Cómo es la cabeza, o la mente. O la genética, qué sé yo. Pero hay cosas inexplicables. Como, por ejemplo, que había un tipo en mi calle que me caía mal. No sé por qué pero, sin conocerle de nada, sin haber intercambiado nunca una palabra con él, un saludo, un gesto, nada, su sola visión me resultaba insoportable. Me ponía de mala hostia. Ya está. 

Le veía todas las noches desde la ventana, paseando al perro, mirando el móvil mientras el animal hacía sus cosas. El chucho me caía bien, sin embargo. Pero en cuanto le veía a él, mi mente hacía clic: "Ya está otra vez ahí el gilipollas este". ¿Por qué? Ni idea. El tío podía ser misionero en África, voluntario de Cáritas, un puto Nobel de la Paz, que yo no le podía ni ver. 

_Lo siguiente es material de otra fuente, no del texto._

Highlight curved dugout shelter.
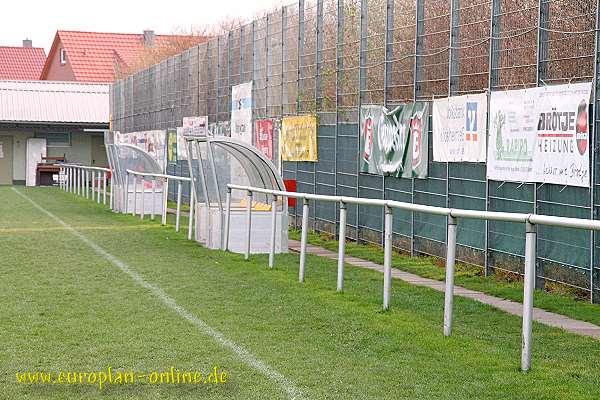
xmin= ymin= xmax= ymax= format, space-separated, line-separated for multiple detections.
xmin=104 ymin=132 xmax=163 ymax=214
xmin=185 ymin=136 xmax=288 ymax=253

Una noche bajé a tirar la basura. Estaba lloviendo y no quería hacerlo, pero decidí arriesgarme, qué coño, sólo se vive una vez. Llegué al contenedor, lo abrí y arrojé dentro la bolsa. Cuando cerré de golpe la tapa del contenedor, apareció él justo detrás, a medio metro, mirándome fijamente, con una capucha de impermeable puesta. Qué susto, joder, casi se me saltan las lentillas.

-Hola, buenas noch..., empecé a decir, porque a media frase me soltó un puñetazo a modo de saludo. "¿Pero qué cojones?", me dio tiempo a pensar mientras caía al suelo de la tremenda hostia. 

Tirado de espaldas, como una tortuga dada la vuelta, con las gotas cayéndome directas sobre los ojos, traté de recalcular lo que acababa de pasar cuando el tipo se acercó, me agarró del abrigo y me levantó de un salto. Por un momento agradecí que me incorporara él, porque yo estaba tieso, pero cuando acto seguido me soltó la segunda hostia ya no le quise dar las gracias, la verdad. 

Otra vez al suelo. En mi cabeza se estaba celebrando la Feria de Abril. Cuando, tras unos segundos, mi vista volvió a ser la de una persona normal, vi que el cabrón se alejaba. Pero no huía. Iba despacio, con el perro al lado y mirando el móvil. El perro ya no me caía tan bien, por cierto. 

Me levanté como pude y, como si fuera a invadir Flandes, me lancé a por él. El chucho ladró, ahora sí, gracias majo, y él se dio la vuelta, se giró rápido, esquivó mi embestida y yo, del impulso, me resbalé y caí hacia delante de boca. Madre mía, qué hostia. Noté como me temblaba la dentadura y como la nariz crujía. Al instante, un sabor yodado mezclado con gravilla mojada me rozaba los labios.

El perro seguía ladrando. Quizá estuviera diciéndole al dueño déjale ya o remátale. Sería lo segundo. Tumbado en el suelo, como si fuera un indio tratando de escuchar a la caballería, esperaba que el cabrón me diera el billete para ir a ver a San Pedro. Y entonces escuché: "¡Quieto"!

Joder, menos mal. Levanté la vista como pude y vi a un vecino agarrando al tipo por la espalda. Yo sólo quería dormir, pero otro vecino, supongo, o alguien que pasaba por allí, me dio la vuelta y me colocó boca arriba. 

112. Hombre herido. Golpes en la cabeza. Pelea callejera. ¿Qué ha pasado?

¿Qué ha pasado?–dije. Que me han pegado de hostias, figura.

¿Pero por qué? Pregúntaselo a él, que yo he bajado a tirar la basura, voy a pasar la noche en urgencias y le voy a pagar el crucero por el Mediterráneo a mi dentista.

El otro vecino le hizo la misma pregunta al otro. ¿Por qué? 

Y el cabrón, mirándome fijamente, dijo: "No lo sé. Es que me caía mal".